11. Deviations and amendments

This is the protocol's version-1.0 changelog. Any change to hypotheses, exclusion thresholds, sample windows, or primary tests after the registration date must be logged here as a dated row, and the version field bumped.

Date	Component	Deviation	Rationale
2026-04-29	Registration	v1.0 published, frozen at commit 4f218f8.	First registration; codifies the protocol that produced reports under `docs/research/reports/` and the design queued in `PHD_STUDY_SPEC.md`.
—	H5 estimand	Phase 8a synthetic-control ATE is the registered estimand; current `cultural-diffusion.md` and `moderation_tests.md` use a 3-year pre/post adoption-lift precursor.	Phase 8a is in flight; the precursor is a pre-Phase-8 stand-in. No conflict — the precursor results stand as an exploratory pre-Phase-8 analysis; the registered confirmatory test runs against Phase 8a output.
—	H7 (Blockbuster Paradox)	Currently has negative evidence (γ non-significant on all three exposure measures); reported here as exploratory rather than confirmatory because it was originally proposed as a confirmatory hypothesis in `PHD_STUDY_SPEC.md` but the data did not support that framing.	Honesty about the state of evidence; reclassified as exploratory until additional data lifts γ above the alpha threshold.
—	H9 era boundary	Streaming era pre-specified as `year ≥ 2015`.	Choice fixed at registration; sensitivity at `year ≥ 2013` permitted only as exploratory.
—	Phase 11 report	The `phd_cultural_diffusion_<DATE>.md` final report is queued, not yet written.	Phase 11 generates the report from artifacts; it does not re-run analysis.
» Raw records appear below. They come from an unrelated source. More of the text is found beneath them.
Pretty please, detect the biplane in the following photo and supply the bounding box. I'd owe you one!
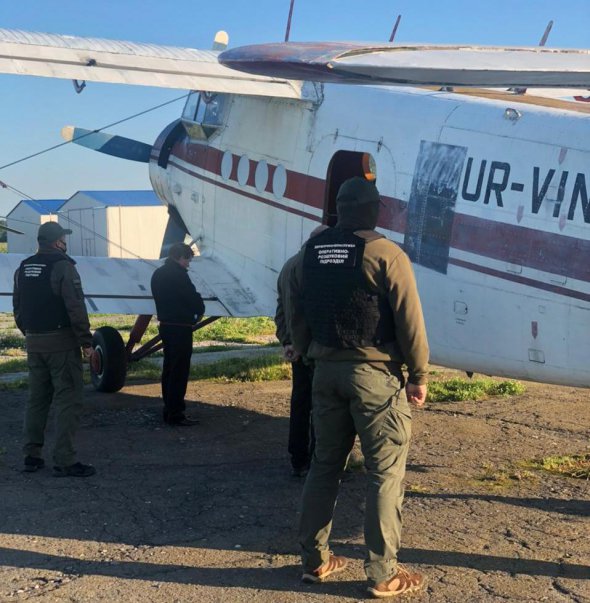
[0,15,590,391]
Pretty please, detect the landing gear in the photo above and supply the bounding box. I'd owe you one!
[90,327,127,392]
[90,314,219,393]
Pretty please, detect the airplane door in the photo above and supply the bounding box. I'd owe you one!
[404,140,467,274]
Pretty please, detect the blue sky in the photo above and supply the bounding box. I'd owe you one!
[0,0,590,215]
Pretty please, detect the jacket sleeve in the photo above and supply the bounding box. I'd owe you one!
[185,273,205,318]
[51,261,92,348]
[286,249,311,356]
[12,268,25,335]
[385,250,429,385]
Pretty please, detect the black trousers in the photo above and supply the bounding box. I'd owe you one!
[288,358,315,469]
[160,325,193,421]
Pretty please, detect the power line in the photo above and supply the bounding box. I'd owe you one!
[0,92,190,172]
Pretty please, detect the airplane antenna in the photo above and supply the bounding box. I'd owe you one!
[539,19,553,46]
[285,0,295,42]
[389,15,402,42]
[508,19,553,94]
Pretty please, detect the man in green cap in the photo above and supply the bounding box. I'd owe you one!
[13,222,95,477]
[289,177,429,598]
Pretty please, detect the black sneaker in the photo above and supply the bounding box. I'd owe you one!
[53,463,96,477]
[24,456,45,473]
[166,416,201,427]
[291,465,309,477]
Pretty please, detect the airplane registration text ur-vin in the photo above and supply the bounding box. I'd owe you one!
[0,30,590,386]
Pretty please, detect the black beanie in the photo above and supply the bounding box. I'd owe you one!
[336,176,381,230]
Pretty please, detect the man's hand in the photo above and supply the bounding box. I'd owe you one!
[406,383,428,407]
[283,343,299,362]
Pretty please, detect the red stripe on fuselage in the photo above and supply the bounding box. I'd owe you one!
[165,141,590,292]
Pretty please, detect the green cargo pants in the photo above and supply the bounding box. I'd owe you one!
[299,361,412,584]
[23,349,83,467]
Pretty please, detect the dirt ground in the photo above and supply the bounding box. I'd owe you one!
[0,370,590,603]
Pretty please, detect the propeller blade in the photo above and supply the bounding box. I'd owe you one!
[61,126,152,163]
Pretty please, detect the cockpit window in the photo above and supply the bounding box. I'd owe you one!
[182,92,229,140]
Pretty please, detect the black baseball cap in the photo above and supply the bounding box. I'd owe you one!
[37,222,72,243]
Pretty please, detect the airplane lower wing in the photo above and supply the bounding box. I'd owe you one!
[0,29,302,99]
[0,253,265,317]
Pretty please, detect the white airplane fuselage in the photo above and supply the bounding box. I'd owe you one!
[150,85,590,386]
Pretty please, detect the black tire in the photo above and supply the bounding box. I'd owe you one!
[90,327,127,392]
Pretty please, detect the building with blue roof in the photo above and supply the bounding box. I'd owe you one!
[59,191,168,259]
[6,199,65,254]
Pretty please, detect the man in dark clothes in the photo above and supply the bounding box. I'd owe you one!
[288,177,428,598]
[275,255,315,477]
[275,224,328,477]
[151,243,205,426]
[12,222,96,477]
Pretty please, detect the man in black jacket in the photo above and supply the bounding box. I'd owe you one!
[151,243,205,426]
[12,222,95,477]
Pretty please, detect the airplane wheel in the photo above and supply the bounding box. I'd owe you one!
[90,327,127,392]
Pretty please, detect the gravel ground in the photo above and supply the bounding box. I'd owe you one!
[0,370,590,603]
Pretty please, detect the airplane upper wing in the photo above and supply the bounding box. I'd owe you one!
[0,29,302,98]
[0,253,265,317]
[219,42,590,89]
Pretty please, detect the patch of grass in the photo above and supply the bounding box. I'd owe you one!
[475,462,535,490]
[0,358,29,375]
[428,377,525,402]
[405,484,432,494]
[0,379,29,392]
[526,453,590,480]
[191,354,291,383]
[0,331,25,354]
[194,316,276,343]
[127,354,291,383]
[90,314,276,343]
[127,360,162,381]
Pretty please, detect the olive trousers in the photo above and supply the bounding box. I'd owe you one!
[299,361,412,584]
[23,348,83,467]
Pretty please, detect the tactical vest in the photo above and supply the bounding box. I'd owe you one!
[18,253,70,333]
[303,228,395,349]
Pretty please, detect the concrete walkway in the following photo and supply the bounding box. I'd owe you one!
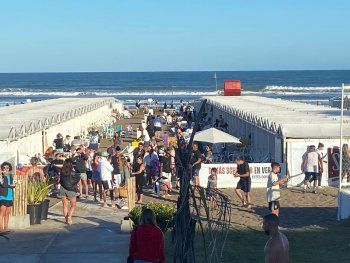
[0,200,129,263]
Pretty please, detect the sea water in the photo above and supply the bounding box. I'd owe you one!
[0,70,350,106]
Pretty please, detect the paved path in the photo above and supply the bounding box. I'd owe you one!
[0,200,129,263]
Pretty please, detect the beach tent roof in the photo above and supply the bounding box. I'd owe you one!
[202,96,350,138]
[0,97,116,141]
[194,128,241,144]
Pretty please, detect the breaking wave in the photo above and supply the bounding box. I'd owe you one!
[261,86,341,94]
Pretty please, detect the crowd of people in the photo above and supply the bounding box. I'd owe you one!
[0,101,350,262]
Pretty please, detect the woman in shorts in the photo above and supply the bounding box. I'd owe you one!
[91,153,102,202]
[132,156,145,204]
[0,162,15,233]
[59,159,80,225]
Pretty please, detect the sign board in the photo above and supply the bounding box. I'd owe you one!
[199,163,286,188]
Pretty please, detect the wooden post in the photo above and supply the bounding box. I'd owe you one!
[11,174,28,216]
[127,177,136,212]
12. Cross-references and reproducibility pointers

Master design. PHD_STUDY_SPEC.md — full phase plan, directory structure, and database schema.

Artifact freshness. PIPELINE_STATUS.md — byte sizes, last-updated stamps, divergence between Parquet snapshots and live Supabase.

Per-phase reports. reports/ — published findings per phase.

Audience tiers. reviews/ — general-audience, peer-review, engineering, and product framings of the same findings.

Bibliography. bibliography.bib and literature-map.md.

Modal entry points. cloud/modal_app.py — run_full_pipeline chains Phases 1→11; per-phase functions per AGENTS.md.

Phase scripts. scripts/python/research/phase{0..11}/, with verify_phase<N>.py companions.

Signed: Mike West, 2026-04-29. Repository: people-analyst/baby-namer. Frozen at commit 4f218f8.